BGE Landmark Embedding: A Chunking-Free Embedding Method For Retrieval Augmented Long-Context Large Language Models

Kun Luo,Zheng Liu,Shitao Xiao,Kang Liu
2024-02-18
Abstract:Large language models (LLMs) call for extension of context to handle many critical applications. However, the existing approaches are prone to expensive costs and inferior quality of context extension. In this work, we proposeExtensible Embedding, which realizes high-quality extension of LLM's context with strong flexibility and cost-effectiveness. Extensible embedding stand as an enhancement of typical token embedding, which represents the information for an extensible scope of context instead of a single token. By leveraging such compact input units of higher information density, the LLM can access to a vast scope of context even with a small context window. Extensible embedding is systematically optimized in architecture and training method, which leads to multiple advantages. 1) High flexibility of context extension, which flexibly supports ad-hoc extension of diverse context lengths. 2) Strong sample efficiency of training, which enables the embedding model to be learned in a cost-effective way. 3) Superior compatibility with the existing LLMs, where the extensible embedding can be seamlessly introduced as a plug-in component. Comprehensive evaluations on long-context language modeling and understanding tasks verify extensible embedding as an effective, efficient, flexible, and compatible method to extend the LLM's context.
Computation and Language
What problem does this paper attempt to address?
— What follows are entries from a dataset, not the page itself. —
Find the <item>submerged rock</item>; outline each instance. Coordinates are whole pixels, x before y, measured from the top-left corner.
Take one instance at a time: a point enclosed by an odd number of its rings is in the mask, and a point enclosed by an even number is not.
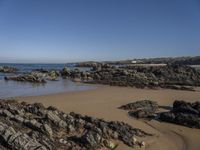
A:
[[[17,68],[15,67],[11,67],[11,66],[0,66],[0,72],[3,72],[3,73],[14,73],[18,71]]]
[[[32,82],[32,83],[46,83],[46,81],[36,74],[24,74],[18,76],[5,77],[5,80],[22,81],[22,82]]]
[[[119,107],[128,110],[129,115],[136,118],[152,118],[158,110],[158,104],[151,100],[141,100]]]
[[[159,119],[200,129],[200,102],[187,103],[176,100],[173,110],[161,113]]]

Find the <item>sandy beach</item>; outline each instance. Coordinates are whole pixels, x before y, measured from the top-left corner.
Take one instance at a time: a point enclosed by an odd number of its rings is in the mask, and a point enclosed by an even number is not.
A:
[[[64,112],[76,112],[105,120],[124,121],[133,127],[153,134],[142,139],[147,150],[199,150],[200,130],[155,120],[130,118],[119,106],[143,99],[155,100],[159,105],[172,105],[174,100],[193,102],[199,100],[200,92],[177,90],[150,90],[127,87],[100,86],[97,89],[50,94],[44,96],[19,97],[20,101],[40,102],[45,106],[55,106]],[[132,149],[119,143],[117,149]]]

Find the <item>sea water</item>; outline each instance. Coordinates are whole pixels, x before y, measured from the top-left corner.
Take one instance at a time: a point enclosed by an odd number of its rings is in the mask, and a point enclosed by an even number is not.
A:
[[[19,69],[17,74],[30,72],[35,69],[61,70],[63,67],[73,69],[75,64],[0,64],[0,66],[13,66]],[[81,68],[87,70],[89,68]],[[47,81],[45,84],[6,81],[5,76],[16,75],[13,73],[0,73],[0,98],[12,98],[21,96],[37,96],[60,92],[74,92],[94,89],[95,86],[75,83],[68,79],[58,78],[58,81]]]

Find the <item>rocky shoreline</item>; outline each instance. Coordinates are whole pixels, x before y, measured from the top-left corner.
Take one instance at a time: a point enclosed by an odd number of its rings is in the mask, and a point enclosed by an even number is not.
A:
[[[137,137],[152,136],[118,121],[63,113],[40,103],[0,100],[0,149],[115,149],[118,141],[145,147]]]
[[[184,65],[166,66],[112,66],[93,64],[89,71],[78,68],[63,68],[60,71],[37,69],[17,76],[6,76],[6,80],[46,83],[59,77],[75,82],[128,86],[136,88],[167,88],[194,91],[200,86],[200,72]]]
[[[175,100],[170,111],[160,112],[159,108],[169,108],[170,106],[159,106],[157,102],[151,100],[141,100],[119,107],[128,111],[131,117],[137,119],[156,119],[169,123],[175,123],[191,128],[200,129],[200,102],[185,102]]]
The problem that this paper attempts to solve is that in long - context language modeling, existing retrieval - enhanced methods usually rely on chunked context, which will lead to problems such as the decline in the quality of semantic representation and incomplete retrieval of useful information. Specifically, when dealing with long texts, traditional retrieval - enhanced methods will first divide the text into multiple chunks, and then encode and retrieve each chunk. This practice is likely to break the coherence of the context and may divide continuous information into different chunks, resulting in incomplete retrieved information. To solve these problems, the paper proposes a new method - Landmark Embedding. The main features of this method include: 1. **Chunk - free architecture**: By introducing special tokens (landmarks, LMK), the coherence of the long context is maintained, thereby generating high - quality embeddings of fine - grained units (such as sentences). 2. **Position - aware objective function**: Give priority to the final boundaries of continuous information fragments, so that useful information can be comprehensively retrieved. 3. **Multi - stage learning algorithm**: Utilize different data sources and training strategies to efficiently train the Landmark Embedding model. Through these technological improvements, the paper aims to improve the retrieval - enhanced effect in long - context tasks, especially when dealing with texts that exceed the context window lengths of existing large language models (LLMs). Experimental results show that the Landmark Embedding method significantly outperforms existing retrieval - enhanced methods in a variety of long - context tasks.